You can use the following command to run Diffusion Classfiier on the ID val single data split:
python diffusion-classifier/eval_prob_adaptive.py \
--dataset clevr \
--split test \
--n_trials 1 \
--to_keep 5 1 \
--n_samples 75 200 \
--loss l1 \
--prompt_path cobi2_datasets/single_object/single_prompts.csv \
--seed 1 \
--dataset_path 'cobi2_datasets/single_object/ID_test/' \
--output_file 'single_object_id_val.csv' \
--data_split 'id_val' \
--data_type 'single'
#--model_path 'models/single_object/seed_1.pt'
The model_path flag can be used to load fine-tuned models.
Two object and relational predictions can be run using the corresponding folder of prompt files, for example:
python diffusion-classifier/eval_prob_adaptive.py \
--dataset clevr \
--split test \
--n_trials 1 \
--to_keep 5 1 \
--n_samples 75 200 \
--loss l1 \
--prompt_path cobi2_datasets/two_object/two_object_prompts/two_obj_val \
--seed 1 \
--dataset_path 'cobi2_datasets/two_object/ood_val/' \
--output_file 'two_object_ood_val' \
--data_split 'ood_val' \
--data_type 'two_object'
The results are saved as csv files of predictions.

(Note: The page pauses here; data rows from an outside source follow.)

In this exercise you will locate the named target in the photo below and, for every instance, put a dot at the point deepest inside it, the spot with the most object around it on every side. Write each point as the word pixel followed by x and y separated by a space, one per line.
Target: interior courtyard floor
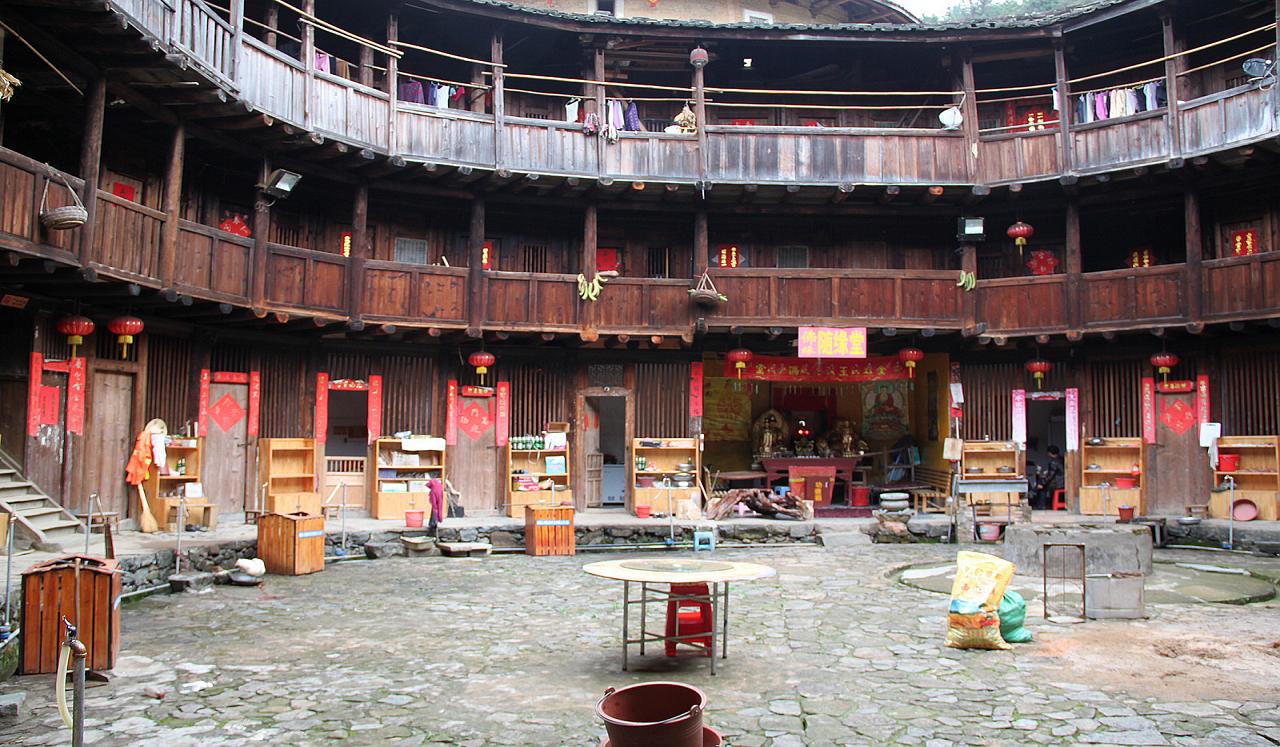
pixel 516 650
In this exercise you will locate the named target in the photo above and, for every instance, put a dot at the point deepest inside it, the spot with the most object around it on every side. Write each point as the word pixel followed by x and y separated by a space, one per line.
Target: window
pixel 792 256
pixel 411 251
pixel 659 262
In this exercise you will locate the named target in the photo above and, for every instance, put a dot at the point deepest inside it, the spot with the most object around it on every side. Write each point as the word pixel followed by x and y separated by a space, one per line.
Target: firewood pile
pixel 760 502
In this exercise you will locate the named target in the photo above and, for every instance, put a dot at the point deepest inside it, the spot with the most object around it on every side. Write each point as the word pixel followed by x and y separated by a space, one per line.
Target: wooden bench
pixel 932 498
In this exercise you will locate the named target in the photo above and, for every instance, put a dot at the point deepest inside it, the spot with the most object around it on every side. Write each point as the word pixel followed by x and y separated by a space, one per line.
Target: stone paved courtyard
pixel 515 650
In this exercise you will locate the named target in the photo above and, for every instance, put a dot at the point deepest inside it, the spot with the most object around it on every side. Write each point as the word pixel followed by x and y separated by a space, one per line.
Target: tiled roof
pixel 1010 22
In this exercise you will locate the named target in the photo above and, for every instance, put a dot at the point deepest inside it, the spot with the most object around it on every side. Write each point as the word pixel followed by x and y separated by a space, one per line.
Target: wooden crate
pixel 49 592
pixel 291 544
pixel 549 531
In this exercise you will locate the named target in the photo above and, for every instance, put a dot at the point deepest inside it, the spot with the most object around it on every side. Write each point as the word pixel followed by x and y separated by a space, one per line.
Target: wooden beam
pixel 172 205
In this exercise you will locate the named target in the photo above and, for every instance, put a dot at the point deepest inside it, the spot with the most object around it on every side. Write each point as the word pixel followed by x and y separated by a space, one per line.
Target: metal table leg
pixel 626 608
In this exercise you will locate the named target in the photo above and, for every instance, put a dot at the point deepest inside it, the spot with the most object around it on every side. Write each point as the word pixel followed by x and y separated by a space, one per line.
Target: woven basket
pixel 62 218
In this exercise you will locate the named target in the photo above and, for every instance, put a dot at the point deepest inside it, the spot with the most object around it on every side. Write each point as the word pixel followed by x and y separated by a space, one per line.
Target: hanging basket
pixel 705 293
pixel 62 218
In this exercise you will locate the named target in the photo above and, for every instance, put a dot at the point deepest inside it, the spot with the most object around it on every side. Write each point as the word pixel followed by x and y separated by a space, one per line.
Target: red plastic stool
pixel 694 617
pixel 1060 499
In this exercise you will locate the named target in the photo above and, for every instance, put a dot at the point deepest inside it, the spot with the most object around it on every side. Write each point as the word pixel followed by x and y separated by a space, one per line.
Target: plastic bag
pixel 1013 614
pixel 973 619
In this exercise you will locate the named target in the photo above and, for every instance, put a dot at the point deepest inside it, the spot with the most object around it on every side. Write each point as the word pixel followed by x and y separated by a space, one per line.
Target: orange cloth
pixel 140 462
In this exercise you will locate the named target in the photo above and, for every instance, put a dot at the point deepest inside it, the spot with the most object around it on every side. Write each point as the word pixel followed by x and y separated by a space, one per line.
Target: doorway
pixel 606 450
pixel 1046 429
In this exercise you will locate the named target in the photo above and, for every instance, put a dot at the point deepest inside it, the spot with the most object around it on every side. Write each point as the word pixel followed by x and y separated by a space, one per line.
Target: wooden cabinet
pixel 654 462
pixel 1257 475
pixel 540 466
pixel 402 470
pixel 289 473
pixel 164 487
pixel 1112 473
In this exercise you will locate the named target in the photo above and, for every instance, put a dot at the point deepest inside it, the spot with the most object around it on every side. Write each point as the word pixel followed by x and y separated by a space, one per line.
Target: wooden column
pixel 309 63
pixel 475 266
pixel 499 105
pixel 261 228
pixel 359 253
pixel 700 113
pixel 91 161
pixel 1171 69
pixel 968 298
pixel 172 205
pixel 1194 278
pixel 273 21
pixel 1064 115
pixel 969 111
pixel 1074 287
pixel 392 85
pixel 702 243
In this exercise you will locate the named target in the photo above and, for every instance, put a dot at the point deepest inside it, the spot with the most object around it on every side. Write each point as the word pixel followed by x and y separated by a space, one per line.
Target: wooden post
pixel 261 227
pixel 91 161
pixel 1074 307
pixel 237 8
pixel 172 205
pixel 309 63
pixel 273 21
pixel 702 246
pixel 1194 278
pixel 475 264
pixel 392 83
pixel 359 253
pixel 1064 114
pixel 499 105
pixel 700 113
pixel 1171 69
pixel 969 111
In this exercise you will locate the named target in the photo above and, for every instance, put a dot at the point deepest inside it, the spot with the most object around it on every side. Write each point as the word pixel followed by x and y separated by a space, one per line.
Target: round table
pixel 716 574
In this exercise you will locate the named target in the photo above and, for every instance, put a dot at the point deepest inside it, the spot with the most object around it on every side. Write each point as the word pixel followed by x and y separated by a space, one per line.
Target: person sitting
pixel 1048 479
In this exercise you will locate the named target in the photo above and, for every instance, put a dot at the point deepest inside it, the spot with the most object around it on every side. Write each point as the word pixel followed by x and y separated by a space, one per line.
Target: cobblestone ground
pixel 515 650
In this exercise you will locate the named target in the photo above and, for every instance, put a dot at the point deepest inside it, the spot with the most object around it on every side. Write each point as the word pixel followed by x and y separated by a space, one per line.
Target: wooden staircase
pixel 37 518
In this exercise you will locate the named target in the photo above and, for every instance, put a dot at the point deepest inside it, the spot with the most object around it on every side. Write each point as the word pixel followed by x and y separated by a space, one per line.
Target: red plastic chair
pixel 1060 499
pixel 694 618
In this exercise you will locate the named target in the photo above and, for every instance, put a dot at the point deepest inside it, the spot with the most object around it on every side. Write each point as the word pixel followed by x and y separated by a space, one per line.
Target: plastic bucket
pixel 653 713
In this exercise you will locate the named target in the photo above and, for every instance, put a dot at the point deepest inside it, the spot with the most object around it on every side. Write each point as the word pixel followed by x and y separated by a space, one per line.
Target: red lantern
pixel 740 357
pixel 76 328
pixel 1038 369
pixel 910 357
pixel 1020 232
pixel 1164 363
pixel 481 361
pixel 124 328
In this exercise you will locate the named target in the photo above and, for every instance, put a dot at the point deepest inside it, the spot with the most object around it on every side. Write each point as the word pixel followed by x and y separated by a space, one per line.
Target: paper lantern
pixel 1020 232
pixel 1040 369
pixel 76 328
pixel 910 357
pixel 481 360
pixel 124 328
pixel 740 357
pixel 1164 363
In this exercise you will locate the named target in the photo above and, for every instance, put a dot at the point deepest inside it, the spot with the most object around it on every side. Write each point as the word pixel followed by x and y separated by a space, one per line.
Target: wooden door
pixel 109 440
pixel 1178 467
pixel 474 463
pixel 224 471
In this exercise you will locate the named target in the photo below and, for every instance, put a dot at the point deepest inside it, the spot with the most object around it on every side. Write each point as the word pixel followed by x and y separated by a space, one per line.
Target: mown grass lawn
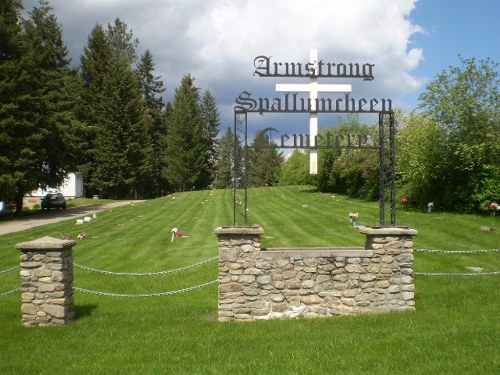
pixel 454 330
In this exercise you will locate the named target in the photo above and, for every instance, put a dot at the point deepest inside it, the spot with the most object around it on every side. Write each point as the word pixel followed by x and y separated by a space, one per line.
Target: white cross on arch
pixel 313 88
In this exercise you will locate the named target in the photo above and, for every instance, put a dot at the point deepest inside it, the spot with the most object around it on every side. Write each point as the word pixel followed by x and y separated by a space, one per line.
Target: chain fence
pixel 165 272
pixel 159 294
pixel 171 292
pixel 9 269
pixel 9 292
pixel 457 251
pixel 456 274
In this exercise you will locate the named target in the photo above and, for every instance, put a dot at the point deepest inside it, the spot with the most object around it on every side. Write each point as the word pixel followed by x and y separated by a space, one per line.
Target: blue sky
pixel 216 41
pixel 453 27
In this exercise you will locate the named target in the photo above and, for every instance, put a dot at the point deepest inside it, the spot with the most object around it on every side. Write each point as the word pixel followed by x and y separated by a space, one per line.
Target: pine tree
pixel 95 68
pixel 118 120
pixel 185 153
pixel 210 122
pixel 264 161
pixel 229 161
pixel 37 128
pixel 152 182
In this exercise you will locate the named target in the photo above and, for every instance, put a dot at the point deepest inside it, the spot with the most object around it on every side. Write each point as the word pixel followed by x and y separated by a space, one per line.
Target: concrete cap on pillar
pixel 46 243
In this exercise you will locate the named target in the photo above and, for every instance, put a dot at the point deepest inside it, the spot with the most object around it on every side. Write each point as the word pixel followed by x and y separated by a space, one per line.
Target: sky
pixel 216 41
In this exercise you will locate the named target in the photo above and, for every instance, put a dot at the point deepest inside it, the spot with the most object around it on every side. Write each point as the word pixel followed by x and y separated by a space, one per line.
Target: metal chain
pixel 9 292
pixel 167 293
pixel 145 273
pixel 9 269
pixel 456 274
pixel 457 251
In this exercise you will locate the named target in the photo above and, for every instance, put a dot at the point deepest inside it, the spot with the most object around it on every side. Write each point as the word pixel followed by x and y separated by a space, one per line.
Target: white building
pixel 72 187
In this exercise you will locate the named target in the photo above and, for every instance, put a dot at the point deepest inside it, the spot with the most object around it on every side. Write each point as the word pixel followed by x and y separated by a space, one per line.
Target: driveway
pixel 54 216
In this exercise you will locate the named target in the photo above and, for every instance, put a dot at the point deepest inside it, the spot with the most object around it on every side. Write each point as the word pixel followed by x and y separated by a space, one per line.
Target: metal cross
pixel 313 88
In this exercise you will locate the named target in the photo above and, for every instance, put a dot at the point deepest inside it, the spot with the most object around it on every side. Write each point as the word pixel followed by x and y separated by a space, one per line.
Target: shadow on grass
pixel 82 311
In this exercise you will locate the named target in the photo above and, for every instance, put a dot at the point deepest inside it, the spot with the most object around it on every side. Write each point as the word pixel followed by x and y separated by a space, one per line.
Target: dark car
pixel 53 200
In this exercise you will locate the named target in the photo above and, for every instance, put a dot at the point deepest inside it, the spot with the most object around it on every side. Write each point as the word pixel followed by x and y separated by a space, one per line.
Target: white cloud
pixel 217 40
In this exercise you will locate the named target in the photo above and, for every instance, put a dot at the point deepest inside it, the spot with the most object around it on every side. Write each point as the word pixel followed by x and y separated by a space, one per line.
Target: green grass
pixel 454 330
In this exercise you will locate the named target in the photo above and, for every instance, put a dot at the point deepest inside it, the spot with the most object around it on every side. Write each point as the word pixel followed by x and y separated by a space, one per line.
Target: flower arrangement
pixel 353 217
pixel 430 206
pixel 495 207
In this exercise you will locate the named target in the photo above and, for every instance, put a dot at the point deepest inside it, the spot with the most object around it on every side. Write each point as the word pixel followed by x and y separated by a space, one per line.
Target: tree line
pixel 104 118
pixel 447 150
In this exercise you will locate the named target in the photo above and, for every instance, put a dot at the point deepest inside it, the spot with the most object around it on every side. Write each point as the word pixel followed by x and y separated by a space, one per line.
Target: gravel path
pixel 54 216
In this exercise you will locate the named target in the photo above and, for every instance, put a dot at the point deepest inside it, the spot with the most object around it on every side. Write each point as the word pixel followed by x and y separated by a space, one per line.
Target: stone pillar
pixel 47 281
pixel 235 244
pixel 392 266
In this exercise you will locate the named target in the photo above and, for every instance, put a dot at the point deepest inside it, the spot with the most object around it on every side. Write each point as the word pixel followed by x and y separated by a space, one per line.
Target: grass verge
pixel 454 329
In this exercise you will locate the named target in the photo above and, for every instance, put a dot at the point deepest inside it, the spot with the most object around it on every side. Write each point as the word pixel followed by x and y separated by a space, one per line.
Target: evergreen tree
pixel 37 134
pixel 465 102
pixel 95 67
pixel 229 161
pixel 118 120
pixel 185 153
pixel 210 123
pixel 264 161
pixel 152 182
pixel 295 170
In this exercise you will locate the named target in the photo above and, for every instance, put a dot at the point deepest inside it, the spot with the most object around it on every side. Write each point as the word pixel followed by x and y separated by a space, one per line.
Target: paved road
pixel 54 216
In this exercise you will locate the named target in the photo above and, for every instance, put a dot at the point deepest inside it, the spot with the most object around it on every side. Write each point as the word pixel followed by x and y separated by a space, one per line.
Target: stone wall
pixel 257 283
pixel 46 281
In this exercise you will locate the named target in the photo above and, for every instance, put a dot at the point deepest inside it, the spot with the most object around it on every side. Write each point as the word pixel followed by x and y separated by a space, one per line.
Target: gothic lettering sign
pixel 304 98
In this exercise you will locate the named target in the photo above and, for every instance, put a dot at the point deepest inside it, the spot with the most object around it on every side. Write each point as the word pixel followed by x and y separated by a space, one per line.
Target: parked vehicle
pixel 53 200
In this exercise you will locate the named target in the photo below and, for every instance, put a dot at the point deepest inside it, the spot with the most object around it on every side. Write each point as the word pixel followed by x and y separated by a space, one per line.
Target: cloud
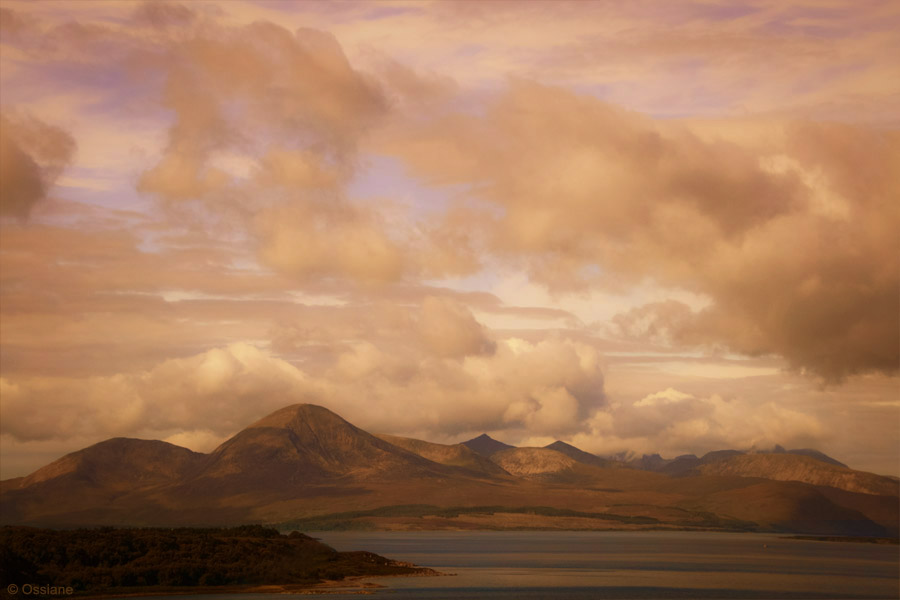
pixel 791 239
pixel 673 422
pixel 32 155
pixel 449 329
pixel 551 386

To view the accuracy using the outputs the `print_acc.py' file can be used.
python print_acc.py --output_file "results/single/clip/clip_single_idval_s1.csv" --dataset "single"
For two object and relational the dataset split must be specified: idval, idtest, val, test, idval_gen, idtest_gen, val_gen or test_gen.
python print_acc.py --output_file "two_object_ood_val" --dataset "two_object" --datatype "val"
python tsne_plots.py --model_path "relational_finetuned_clip.pt"
python generate_sd_images.py --model_path "single_finetuned_dc/10" --prompt "a photo of a blue sphere"